Pas sous influence de l’alcool

Autre information tirée des analyses toxicologiques: le chauffeur n'était pas sous l'influence d'alcool ou de stupéfiants. «Il prenait quotidiennement un médicament antidépresseur, d'où la présence dans son sang de paroxétine», signale le ministère public qui indique que la concentration mesurée se situe dans les normes d'une dose thérapeutique.

Pour éclaircir la situation, le procureur a demandé l'avis de deux autres spécialistes du Centre universitaire romand de médecine légale (CURML), d'un cardiologue et d'un toxicologue.

Le chauffeur cumulait deux emplois

D'autres expertises ont permis d'attester que le temps de repos du chauffeur a été respecté durant la semaine et les 30 heures précédant l'accident.

Le ministère public du canton du Valais indique tout de même que le conducteur du car travaillait comme contrôleur dans une entreprise de transport en parallèle de son emploi de chauffeur.
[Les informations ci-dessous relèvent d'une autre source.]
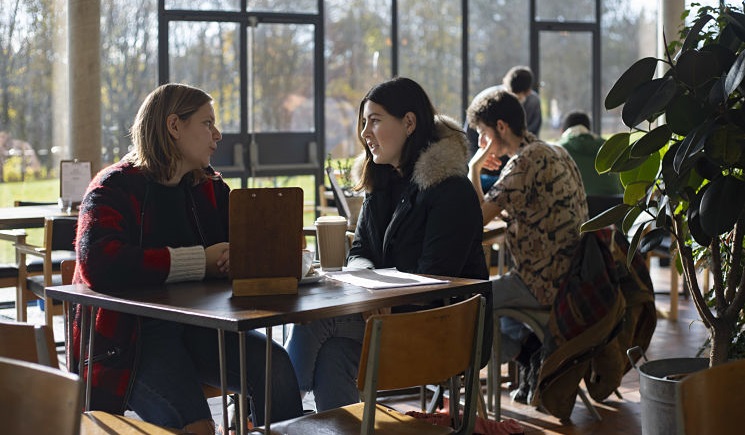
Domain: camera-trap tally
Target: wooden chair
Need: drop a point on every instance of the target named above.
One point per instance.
(438, 344)
(9, 271)
(103, 423)
(537, 320)
(35, 399)
(710, 401)
(28, 342)
(59, 235)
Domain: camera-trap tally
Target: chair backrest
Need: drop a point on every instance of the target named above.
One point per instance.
(30, 203)
(35, 399)
(710, 401)
(423, 347)
(59, 233)
(28, 342)
(341, 201)
(597, 204)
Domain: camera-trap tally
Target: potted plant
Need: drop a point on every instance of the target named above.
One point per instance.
(682, 166)
(682, 163)
(345, 179)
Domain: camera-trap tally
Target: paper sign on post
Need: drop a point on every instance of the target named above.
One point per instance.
(74, 179)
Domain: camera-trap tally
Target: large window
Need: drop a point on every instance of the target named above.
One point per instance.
(498, 39)
(363, 42)
(429, 47)
(358, 52)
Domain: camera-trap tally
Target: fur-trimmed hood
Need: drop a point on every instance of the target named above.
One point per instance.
(445, 158)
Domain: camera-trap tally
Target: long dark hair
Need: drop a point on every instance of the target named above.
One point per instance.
(398, 97)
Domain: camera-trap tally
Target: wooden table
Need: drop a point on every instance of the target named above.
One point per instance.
(103, 423)
(211, 304)
(494, 233)
(30, 216)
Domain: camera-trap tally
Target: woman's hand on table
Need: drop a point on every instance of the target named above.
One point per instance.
(486, 158)
(218, 259)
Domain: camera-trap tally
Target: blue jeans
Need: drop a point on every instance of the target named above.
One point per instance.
(176, 359)
(509, 290)
(326, 354)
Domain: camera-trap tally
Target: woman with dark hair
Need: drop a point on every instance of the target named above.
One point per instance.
(420, 215)
(161, 216)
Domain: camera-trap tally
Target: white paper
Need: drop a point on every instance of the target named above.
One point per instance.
(382, 278)
(74, 179)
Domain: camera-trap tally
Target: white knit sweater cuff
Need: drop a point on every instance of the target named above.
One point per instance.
(187, 264)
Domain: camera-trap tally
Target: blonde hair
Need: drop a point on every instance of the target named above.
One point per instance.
(155, 152)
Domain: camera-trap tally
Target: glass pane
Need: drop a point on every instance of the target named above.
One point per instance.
(491, 21)
(566, 80)
(565, 10)
(430, 50)
(205, 54)
(358, 56)
(293, 6)
(204, 5)
(283, 81)
(129, 69)
(628, 33)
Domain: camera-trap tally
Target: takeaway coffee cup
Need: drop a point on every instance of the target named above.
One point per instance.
(331, 235)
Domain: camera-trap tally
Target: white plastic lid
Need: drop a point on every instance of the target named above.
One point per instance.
(330, 220)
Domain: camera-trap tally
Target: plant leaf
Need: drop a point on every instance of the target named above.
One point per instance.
(651, 142)
(724, 145)
(694, 68)
(647, 171)
(694, 34)
(707, 168)
(721, 205)
(648, 101)
(630, 219)
(640, 72)
(635, 191)
(626, 163)
(608, 217)
(736, 24)
(610, 151)
(683, 113)
(692, 143)
(634, 245)
(694, 219)
(735, 74)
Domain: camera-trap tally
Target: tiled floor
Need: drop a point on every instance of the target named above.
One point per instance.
(681, 338)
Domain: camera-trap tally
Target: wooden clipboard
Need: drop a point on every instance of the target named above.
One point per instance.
(75, 176)
(266, 227)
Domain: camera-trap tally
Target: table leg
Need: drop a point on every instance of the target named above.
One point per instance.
(81, 356)
(268, 382)
(89, 380)
(223, 379)
(242, 411)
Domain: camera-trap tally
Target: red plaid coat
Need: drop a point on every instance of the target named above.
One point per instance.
(110, 259)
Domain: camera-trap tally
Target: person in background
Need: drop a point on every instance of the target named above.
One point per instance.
(582, 144)
(519, 81)
(420, 215)
(160, 216)
(540, 196)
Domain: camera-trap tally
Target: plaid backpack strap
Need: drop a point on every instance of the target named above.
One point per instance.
(587, 293)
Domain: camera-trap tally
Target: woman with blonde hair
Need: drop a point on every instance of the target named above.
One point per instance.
(160, 216)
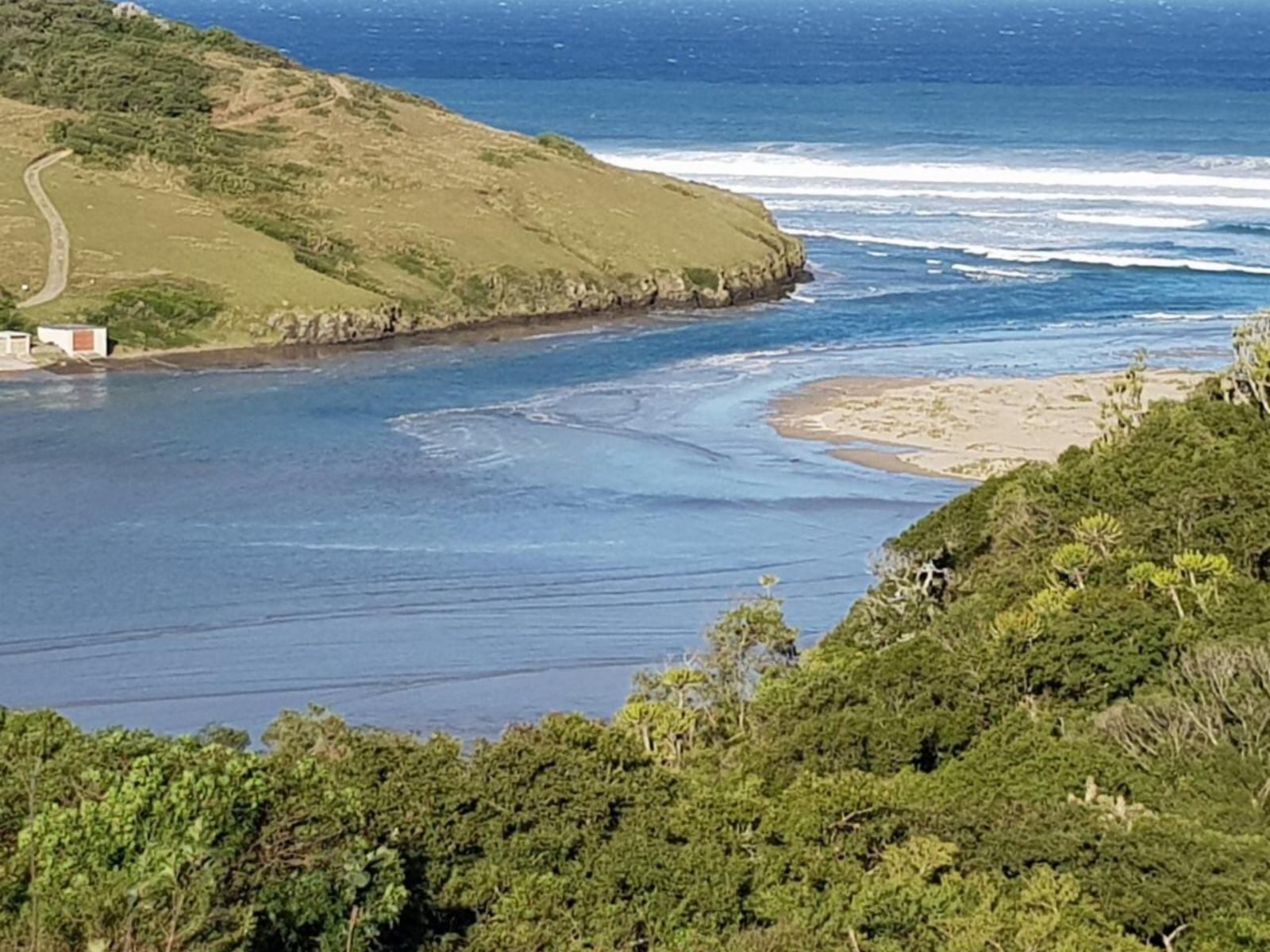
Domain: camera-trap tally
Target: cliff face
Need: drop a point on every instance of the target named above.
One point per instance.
(511, 298)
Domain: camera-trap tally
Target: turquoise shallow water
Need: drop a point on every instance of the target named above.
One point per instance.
(463, 536)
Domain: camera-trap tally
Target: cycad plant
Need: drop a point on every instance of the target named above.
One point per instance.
(1100, 532)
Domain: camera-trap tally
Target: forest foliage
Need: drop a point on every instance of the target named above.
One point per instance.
(1045, 727)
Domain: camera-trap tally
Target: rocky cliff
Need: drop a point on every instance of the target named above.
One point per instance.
(514, 298)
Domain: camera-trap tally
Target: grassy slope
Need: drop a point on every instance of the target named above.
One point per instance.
(400, 201)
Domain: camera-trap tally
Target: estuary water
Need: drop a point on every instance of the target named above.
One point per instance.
(461, 536)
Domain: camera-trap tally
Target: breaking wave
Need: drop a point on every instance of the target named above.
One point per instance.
(1043, 257)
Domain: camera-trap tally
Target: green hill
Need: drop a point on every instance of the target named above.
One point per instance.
(220, 194)
(1047, 729)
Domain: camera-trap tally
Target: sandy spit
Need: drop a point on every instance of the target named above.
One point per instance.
(967, 428)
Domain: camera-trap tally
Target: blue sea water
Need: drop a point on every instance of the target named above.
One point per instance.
(455, 537)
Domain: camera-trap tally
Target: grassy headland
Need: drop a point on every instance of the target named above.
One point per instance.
(1045, 729)
(321, 209)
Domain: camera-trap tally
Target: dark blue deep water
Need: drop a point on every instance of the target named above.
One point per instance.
(460, 536)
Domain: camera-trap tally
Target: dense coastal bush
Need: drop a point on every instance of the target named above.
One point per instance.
(1045, 727)
(139, 86)
(156, 315)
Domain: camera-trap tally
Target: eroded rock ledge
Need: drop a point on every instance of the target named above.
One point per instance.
(511, 298)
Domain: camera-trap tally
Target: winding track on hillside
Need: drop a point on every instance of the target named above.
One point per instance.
(59, 238)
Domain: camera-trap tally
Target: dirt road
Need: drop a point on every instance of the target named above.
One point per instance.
(60, 239)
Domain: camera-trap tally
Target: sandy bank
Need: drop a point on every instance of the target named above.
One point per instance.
(965, 428)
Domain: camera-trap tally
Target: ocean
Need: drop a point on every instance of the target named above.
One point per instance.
(460, 536)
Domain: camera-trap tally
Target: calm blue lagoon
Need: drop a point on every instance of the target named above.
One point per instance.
(459, 536)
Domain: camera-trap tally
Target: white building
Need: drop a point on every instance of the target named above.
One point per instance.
(14, 343)
(75, 340)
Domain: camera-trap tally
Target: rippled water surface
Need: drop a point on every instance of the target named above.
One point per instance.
(461, 536)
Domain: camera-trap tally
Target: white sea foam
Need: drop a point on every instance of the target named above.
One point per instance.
(1043, 257)
(1132, 221)
(1189, 317)
(785, 165)
(1172, 201)
(990, 273)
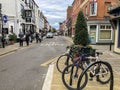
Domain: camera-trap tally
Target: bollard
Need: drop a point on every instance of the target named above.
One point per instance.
(110, 46)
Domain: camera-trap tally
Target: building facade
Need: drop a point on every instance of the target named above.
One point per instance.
(95, 12)
(22, 15)
(116, 23)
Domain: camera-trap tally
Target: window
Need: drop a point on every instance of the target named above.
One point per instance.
(105, 32)
(93, 9)
(28, 13)
(119, 35)
(28, 19)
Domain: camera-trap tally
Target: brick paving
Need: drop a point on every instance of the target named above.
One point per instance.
(109, 56)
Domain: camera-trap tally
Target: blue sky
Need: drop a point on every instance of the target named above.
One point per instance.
(54, 10)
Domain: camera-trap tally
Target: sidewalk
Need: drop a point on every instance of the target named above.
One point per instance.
(108, 56)
(12, 48)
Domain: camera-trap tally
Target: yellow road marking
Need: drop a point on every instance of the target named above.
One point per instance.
(49, 61)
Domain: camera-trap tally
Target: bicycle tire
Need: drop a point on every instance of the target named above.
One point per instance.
(69, 77)
(104, 79)
(98, 62)
(62, 62)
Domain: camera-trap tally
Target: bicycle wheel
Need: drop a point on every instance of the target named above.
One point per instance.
(104, 76)
(70, 79)
(99, 72)
(63, 61)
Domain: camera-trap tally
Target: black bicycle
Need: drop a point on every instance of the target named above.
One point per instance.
(72, 72)
(99, 69)
(67, 58)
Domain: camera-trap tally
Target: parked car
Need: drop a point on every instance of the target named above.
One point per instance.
(49, 35)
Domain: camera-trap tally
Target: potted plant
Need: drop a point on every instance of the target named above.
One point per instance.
(12, 38)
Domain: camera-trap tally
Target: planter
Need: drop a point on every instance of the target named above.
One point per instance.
(11, 42)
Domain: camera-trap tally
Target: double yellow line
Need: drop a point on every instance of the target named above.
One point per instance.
(49, 61)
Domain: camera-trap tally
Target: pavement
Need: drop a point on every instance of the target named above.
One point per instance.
(109, 56)
(53, 78)
(11, 48)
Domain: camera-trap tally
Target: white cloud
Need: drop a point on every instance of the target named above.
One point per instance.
(54, 10)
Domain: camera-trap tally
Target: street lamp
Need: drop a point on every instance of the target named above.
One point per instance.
(3, 40)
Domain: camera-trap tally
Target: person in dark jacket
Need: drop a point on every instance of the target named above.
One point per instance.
(21, 38)
(27, 37)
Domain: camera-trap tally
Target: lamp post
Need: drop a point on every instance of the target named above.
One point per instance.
(109, 19)
(3, 40)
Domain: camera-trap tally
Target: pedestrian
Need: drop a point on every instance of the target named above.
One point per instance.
(0, 39)
(7, 39)
(27, 37)
(37, 37)
(3, 41)
(21, 38)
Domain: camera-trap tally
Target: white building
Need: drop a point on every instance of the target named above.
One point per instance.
(22, 15)
(11, 9)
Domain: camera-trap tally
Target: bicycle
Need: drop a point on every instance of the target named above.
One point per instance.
(98, 68)
(67, 58)
(71, 73)
(81, 63)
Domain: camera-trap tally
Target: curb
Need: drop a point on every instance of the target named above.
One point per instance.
(8, 52)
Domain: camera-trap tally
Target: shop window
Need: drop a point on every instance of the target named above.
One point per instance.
(93, 9)
(105, 34)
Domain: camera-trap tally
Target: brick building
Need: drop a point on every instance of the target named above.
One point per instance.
(95, 11)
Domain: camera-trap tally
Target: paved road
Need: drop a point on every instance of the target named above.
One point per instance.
(109, 56)
(22, 69)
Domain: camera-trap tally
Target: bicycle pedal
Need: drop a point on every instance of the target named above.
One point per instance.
(91, 79)
(75, 76)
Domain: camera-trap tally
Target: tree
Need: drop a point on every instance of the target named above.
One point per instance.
(81, 32)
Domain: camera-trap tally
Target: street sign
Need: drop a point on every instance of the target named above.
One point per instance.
(5, 19)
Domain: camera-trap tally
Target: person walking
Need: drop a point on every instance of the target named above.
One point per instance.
(37, 37)
(21, 38)
(27, 38)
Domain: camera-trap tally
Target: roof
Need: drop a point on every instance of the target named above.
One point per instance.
(112, 11)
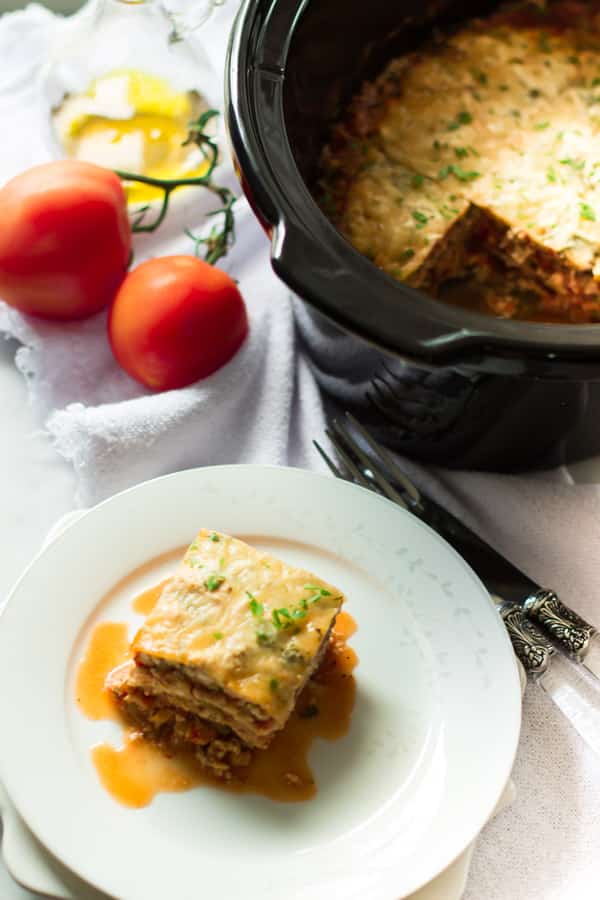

Son temps de repos était ainsi respecté, mais à la limite de la légalité.

Concernant les analyses techniques, le tachygraphe ainsi que les les essieux et pneus équipant le véhicule se sont révélés en ordre.

Dans les prochains jours, un rapport d'expertise des images des caméras de vidéosurveillance du tunnel sera déposé. D'autres analyses sont également en cours, dont notamment celle des données rétroactives du téléphone portable du chauffeur.